Re: Sheltering in Victoria City Parks

Re: Sheltering in Victoria City Parks

Dear Mayor Helps and City Council,

am writing on behalf of the British Columbia Civil Liberties Association (“BCCLA”), the Union of British Columbia Indian Chiefs (“UBCIC”) and Pivot Legal Society to follow up on our letters we sent last month, and to make recommendations in advance of your upcoming vote about whether to reinstate the enforcement of all portions of the Parks bylaw.

We are calling upon you to take a transformative approach to the city’s relationships with people sheltering in parks, local Indigenous nations, Indigenous lands and inadequately housed Indigenous people displaced from other Indigenous nations and lands. If the political will to prioritize a reconciliatory approach is lacking, then we strongly urge you to at the very least extend the period of non-enforcement of the rule against daytime sheltering in parks, and to rescind all of the additional sheltering provisions imposed in the May 14 notice.

Reducing Harm in the Context of Two Public Health Emergencies
As we communicated to you in our letters dated May 19, 2020, the BCCLA, UBCIC and Pivot Legal Society are deeply concerned about the vulnerability of people with inadequate housing whose wellbeing is threatened not only by the COVID-19 pandemic, but also by the persisting opioid overdose public health emergency. Indigenous people in British Columbia are made disproportionately vulnerable on both fronts, and reconciliation therefore remains a foundational priority in times of crisis.

Daily displacement due to inadequate housing and bylaw enforcement is always harmful, and even moreso during the COVID-19 state of emergency. We commended your decision not to take down homeless people’s temporary shelters until the provincial emergency declaration in relation to the pandemic is lifted. This remains an obvious measure to enable people to protect themselves and others from the spread of COVID-19.

The overdose emergency compounds the risk of harm faced by vulnerable people in your city. Last month’s total deaths represent the highest number of illicit drug toxicity deaths ever recorded in a month in B.C. – 170. More people died from fatal overdoses in May than all the COVID-19 deaths combined to date.1 The Coroners Service drew particular attention to Vancouver Island in their May 2020 report; Island Health surpassed its highest monthly toll ever recorded by 36% (38 deaths in May; previous high was 28 deaths in Jan and Mar 2018).2 Victoria is listed alongside Vancouver and Surrey as the “townships experiencing the highest number of illicit drug toxicity deaths in 2020.”

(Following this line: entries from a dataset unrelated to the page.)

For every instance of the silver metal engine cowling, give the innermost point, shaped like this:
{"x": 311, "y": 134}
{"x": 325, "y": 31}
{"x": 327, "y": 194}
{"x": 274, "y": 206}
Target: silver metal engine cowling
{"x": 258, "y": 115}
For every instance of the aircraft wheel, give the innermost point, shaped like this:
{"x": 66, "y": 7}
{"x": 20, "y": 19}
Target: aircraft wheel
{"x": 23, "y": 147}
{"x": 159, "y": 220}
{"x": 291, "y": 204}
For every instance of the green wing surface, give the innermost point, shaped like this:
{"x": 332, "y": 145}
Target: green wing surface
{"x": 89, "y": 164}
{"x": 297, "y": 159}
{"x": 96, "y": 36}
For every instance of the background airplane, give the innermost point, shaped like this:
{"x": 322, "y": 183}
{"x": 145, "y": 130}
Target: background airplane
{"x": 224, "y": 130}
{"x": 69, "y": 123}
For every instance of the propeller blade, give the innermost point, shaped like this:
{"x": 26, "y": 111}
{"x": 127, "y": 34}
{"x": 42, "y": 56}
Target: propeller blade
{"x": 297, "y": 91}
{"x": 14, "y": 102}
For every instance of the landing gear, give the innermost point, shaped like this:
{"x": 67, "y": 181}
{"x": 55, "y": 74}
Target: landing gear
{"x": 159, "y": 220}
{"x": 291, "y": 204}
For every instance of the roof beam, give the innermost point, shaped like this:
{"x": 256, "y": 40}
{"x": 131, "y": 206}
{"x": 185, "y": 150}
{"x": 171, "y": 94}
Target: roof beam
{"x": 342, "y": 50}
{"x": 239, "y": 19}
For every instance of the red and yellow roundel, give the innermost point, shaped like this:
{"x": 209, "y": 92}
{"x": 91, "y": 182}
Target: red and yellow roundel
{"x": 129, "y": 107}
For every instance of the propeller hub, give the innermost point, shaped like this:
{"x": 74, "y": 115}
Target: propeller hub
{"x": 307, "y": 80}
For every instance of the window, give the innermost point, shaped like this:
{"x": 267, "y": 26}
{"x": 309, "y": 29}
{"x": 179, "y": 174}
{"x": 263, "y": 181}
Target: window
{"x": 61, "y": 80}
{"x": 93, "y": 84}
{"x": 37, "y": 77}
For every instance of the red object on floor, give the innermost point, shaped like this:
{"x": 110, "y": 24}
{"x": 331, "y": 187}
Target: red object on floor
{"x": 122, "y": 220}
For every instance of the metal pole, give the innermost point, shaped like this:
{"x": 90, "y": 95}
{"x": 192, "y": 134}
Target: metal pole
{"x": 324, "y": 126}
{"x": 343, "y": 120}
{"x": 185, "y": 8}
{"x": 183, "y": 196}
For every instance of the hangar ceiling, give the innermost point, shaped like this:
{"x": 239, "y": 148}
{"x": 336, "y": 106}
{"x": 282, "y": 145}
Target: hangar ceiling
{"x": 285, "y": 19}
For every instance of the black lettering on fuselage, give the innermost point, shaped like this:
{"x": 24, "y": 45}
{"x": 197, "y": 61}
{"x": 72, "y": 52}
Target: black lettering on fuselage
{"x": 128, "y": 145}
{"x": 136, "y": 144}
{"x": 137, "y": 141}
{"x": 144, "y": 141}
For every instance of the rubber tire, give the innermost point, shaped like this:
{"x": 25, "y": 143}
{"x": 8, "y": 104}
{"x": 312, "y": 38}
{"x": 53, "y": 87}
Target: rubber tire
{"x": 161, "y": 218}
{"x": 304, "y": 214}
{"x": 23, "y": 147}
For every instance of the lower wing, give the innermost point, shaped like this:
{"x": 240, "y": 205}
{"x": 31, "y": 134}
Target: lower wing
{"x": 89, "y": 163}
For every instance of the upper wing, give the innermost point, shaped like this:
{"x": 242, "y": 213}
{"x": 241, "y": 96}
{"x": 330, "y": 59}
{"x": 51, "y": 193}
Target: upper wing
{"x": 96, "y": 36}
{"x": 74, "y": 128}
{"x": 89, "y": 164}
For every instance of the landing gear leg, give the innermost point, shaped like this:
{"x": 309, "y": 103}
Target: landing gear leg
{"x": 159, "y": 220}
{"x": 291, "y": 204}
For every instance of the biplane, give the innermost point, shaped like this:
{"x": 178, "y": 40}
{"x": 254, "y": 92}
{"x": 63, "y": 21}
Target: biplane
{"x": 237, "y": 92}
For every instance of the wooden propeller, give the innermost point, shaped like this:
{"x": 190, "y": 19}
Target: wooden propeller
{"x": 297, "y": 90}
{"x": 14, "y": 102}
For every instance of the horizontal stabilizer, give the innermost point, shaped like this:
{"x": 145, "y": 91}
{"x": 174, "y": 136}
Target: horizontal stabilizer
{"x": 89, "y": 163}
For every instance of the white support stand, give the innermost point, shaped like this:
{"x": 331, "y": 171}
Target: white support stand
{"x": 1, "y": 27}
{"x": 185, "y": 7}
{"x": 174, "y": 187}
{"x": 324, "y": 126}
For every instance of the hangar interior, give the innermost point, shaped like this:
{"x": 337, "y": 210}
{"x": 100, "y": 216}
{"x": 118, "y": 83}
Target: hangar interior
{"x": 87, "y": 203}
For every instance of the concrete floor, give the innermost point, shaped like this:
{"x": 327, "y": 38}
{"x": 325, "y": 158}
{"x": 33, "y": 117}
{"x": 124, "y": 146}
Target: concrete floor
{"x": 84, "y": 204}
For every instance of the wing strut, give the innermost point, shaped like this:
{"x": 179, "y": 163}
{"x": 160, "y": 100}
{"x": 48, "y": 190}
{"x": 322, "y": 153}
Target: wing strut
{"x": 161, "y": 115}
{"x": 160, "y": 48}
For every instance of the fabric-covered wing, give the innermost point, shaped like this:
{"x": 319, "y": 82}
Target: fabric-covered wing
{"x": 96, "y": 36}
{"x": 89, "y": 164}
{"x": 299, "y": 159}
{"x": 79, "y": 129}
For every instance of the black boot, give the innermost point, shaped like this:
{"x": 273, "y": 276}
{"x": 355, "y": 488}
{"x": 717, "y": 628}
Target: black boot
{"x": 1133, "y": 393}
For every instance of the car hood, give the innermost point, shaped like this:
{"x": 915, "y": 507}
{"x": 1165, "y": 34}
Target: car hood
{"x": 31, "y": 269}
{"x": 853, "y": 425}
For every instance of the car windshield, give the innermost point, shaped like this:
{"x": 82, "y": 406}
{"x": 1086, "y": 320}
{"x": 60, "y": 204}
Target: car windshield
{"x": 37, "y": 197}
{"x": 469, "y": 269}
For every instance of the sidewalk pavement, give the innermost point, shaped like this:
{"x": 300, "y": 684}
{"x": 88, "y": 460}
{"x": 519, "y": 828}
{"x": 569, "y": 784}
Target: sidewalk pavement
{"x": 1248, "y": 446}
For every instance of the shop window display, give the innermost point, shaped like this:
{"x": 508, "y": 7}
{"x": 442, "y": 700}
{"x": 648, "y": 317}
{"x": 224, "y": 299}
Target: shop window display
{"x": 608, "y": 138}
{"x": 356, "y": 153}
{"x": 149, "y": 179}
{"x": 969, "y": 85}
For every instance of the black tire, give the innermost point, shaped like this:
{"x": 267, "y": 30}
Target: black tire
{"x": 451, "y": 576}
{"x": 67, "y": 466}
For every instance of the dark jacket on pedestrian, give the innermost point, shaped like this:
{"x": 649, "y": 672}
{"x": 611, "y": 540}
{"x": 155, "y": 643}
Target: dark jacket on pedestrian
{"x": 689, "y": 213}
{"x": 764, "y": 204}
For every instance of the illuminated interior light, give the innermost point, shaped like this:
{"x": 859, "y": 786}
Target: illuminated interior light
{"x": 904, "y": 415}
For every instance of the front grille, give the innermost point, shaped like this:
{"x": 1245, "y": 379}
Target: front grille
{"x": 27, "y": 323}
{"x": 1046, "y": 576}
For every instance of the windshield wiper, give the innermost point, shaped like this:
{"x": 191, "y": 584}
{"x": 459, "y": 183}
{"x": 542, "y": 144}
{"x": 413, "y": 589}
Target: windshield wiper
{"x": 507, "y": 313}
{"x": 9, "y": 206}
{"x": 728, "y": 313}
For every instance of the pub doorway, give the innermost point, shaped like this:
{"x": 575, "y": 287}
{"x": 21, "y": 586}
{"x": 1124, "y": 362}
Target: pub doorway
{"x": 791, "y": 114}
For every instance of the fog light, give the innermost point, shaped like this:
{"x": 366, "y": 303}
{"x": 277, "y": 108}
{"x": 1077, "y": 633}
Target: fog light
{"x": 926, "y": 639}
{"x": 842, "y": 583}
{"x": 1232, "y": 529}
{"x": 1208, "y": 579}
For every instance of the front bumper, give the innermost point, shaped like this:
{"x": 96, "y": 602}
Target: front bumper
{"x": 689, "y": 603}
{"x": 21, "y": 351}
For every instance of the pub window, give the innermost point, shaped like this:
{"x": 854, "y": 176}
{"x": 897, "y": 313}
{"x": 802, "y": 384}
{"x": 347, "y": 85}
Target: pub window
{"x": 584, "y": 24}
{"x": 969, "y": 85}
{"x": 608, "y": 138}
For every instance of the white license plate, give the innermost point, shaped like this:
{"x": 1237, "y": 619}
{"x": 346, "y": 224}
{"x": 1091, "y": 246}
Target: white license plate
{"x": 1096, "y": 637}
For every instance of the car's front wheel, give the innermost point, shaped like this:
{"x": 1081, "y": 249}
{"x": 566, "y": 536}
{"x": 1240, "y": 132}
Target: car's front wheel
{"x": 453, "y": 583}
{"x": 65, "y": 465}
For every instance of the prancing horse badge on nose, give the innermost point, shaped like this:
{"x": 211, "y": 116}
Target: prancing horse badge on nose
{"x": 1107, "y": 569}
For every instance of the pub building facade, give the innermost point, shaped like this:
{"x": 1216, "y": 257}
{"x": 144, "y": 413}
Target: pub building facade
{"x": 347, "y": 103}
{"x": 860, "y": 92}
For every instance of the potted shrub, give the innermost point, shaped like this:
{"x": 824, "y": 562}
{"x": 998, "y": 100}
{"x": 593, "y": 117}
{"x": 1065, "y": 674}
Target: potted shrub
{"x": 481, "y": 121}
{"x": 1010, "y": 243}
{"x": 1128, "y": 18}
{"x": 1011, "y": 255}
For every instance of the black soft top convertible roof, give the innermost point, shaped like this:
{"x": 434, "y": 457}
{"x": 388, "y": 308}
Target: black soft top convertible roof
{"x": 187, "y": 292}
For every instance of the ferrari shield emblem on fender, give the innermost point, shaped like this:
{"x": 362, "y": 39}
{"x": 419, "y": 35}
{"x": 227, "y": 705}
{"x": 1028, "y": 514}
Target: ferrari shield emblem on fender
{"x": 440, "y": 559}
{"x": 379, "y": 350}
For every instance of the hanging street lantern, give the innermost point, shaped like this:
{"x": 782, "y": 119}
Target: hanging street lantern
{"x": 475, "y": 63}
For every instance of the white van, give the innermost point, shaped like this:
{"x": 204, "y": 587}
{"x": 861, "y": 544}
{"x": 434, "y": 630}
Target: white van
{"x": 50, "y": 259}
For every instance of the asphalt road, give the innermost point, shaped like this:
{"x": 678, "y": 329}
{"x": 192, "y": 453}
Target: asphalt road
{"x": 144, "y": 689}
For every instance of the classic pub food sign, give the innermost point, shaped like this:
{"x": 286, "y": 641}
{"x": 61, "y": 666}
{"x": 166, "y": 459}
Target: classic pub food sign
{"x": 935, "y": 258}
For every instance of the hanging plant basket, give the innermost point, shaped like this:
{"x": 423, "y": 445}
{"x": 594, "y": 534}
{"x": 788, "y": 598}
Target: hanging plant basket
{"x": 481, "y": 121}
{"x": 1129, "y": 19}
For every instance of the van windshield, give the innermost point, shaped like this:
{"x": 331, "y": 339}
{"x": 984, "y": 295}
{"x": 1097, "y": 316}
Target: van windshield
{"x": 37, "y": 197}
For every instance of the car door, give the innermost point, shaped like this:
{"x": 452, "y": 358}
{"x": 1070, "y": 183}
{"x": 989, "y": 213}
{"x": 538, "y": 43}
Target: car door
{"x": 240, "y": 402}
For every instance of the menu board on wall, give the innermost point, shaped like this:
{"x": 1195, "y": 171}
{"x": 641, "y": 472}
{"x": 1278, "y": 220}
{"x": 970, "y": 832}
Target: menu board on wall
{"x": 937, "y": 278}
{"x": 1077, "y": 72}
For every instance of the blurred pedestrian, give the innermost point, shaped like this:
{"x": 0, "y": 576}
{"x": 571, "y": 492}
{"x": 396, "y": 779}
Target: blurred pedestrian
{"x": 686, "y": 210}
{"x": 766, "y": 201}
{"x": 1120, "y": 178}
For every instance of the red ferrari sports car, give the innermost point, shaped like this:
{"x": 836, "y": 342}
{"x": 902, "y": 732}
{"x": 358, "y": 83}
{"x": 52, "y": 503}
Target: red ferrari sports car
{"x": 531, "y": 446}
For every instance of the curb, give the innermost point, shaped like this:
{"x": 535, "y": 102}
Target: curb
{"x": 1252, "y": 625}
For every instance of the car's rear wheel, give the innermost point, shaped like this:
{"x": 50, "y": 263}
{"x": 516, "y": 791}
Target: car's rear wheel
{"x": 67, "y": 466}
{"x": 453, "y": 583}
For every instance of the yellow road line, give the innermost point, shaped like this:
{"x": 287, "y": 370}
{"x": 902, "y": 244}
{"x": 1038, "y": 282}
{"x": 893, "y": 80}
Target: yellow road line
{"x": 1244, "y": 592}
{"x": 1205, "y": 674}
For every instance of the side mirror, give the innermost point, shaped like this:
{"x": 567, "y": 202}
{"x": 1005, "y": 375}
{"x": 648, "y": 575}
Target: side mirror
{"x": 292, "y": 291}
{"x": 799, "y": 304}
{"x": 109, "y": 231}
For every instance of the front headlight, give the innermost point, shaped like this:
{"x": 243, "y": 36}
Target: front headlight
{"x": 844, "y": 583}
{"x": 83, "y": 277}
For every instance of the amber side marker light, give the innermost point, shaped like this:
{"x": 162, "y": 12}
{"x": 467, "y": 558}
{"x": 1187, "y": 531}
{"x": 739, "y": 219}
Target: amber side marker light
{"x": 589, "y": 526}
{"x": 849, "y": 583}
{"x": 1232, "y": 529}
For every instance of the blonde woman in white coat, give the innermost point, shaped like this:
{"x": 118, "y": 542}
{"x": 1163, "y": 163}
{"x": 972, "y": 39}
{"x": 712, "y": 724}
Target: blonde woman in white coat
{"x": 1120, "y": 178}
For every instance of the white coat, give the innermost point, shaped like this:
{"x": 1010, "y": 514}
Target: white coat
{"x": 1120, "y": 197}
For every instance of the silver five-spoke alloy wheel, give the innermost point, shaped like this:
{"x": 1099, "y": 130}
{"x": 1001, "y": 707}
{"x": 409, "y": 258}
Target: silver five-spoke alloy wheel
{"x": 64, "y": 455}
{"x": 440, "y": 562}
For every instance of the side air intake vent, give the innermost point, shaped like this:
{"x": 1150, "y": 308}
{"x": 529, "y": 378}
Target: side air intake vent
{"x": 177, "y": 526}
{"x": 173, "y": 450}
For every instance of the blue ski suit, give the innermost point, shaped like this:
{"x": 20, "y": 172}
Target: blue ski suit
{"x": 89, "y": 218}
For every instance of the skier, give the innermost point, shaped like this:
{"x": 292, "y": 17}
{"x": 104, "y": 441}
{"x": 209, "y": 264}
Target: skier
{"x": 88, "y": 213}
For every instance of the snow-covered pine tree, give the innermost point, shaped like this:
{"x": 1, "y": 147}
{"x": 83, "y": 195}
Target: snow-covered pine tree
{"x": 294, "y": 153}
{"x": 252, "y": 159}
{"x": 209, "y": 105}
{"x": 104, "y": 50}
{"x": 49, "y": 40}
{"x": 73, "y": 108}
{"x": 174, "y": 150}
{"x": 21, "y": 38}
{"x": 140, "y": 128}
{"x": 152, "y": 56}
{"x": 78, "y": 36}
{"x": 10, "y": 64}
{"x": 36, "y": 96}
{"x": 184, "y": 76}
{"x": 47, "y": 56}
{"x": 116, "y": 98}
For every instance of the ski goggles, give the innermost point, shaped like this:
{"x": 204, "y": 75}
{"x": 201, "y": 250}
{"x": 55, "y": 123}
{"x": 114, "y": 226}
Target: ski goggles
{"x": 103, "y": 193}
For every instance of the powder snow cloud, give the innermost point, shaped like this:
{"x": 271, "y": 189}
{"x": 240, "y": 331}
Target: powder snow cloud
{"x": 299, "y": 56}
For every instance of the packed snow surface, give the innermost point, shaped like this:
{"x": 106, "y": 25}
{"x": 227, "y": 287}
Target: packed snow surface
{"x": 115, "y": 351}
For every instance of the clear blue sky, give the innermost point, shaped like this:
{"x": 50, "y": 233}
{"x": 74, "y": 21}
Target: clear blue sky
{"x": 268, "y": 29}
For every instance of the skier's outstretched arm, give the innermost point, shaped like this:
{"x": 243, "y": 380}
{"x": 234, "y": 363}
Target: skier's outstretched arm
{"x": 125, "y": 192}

Allowing people to shelter in parks can mitigate the risks of using illicit drug through peer witnessing, harm reduction and the provision of privacy. Encampments are operating as de facto overdose prevention sites – with peers responding to rapidly to otherwise fatal overdoses. There is a lower risk of overdosing if people do not have to use illicit drugs alone and in the dark.

Inadequate Housing and Survival Services in Victoria
We understand that there are approximately 120 people sheltering in Victoria’s parks and in other locations such as doorways and sidewalks. Even with the moratorium on renter evictions, people continue to become newly homeless.

Survival services remain limited in Victoria. Outreach organizations are only starting to figure out mobile delivery systems for survival basics. The emerging system will be undermined if people are forced to dismantle their shelters each day and move. At the time of the decampment of Pandora and Topaz there was an outcry from local outreach and health professionals over how the displacement undermined existing client relationships. Pivot Legal Society pulled together 15 statements, representing more than 20 peers, advocates and health professionals speaking to the harms of displacement, including the ways in which it undermined service provision and community relationships.3 Returning to a policy of daily displacement will replicate these harms for the foreseeable future.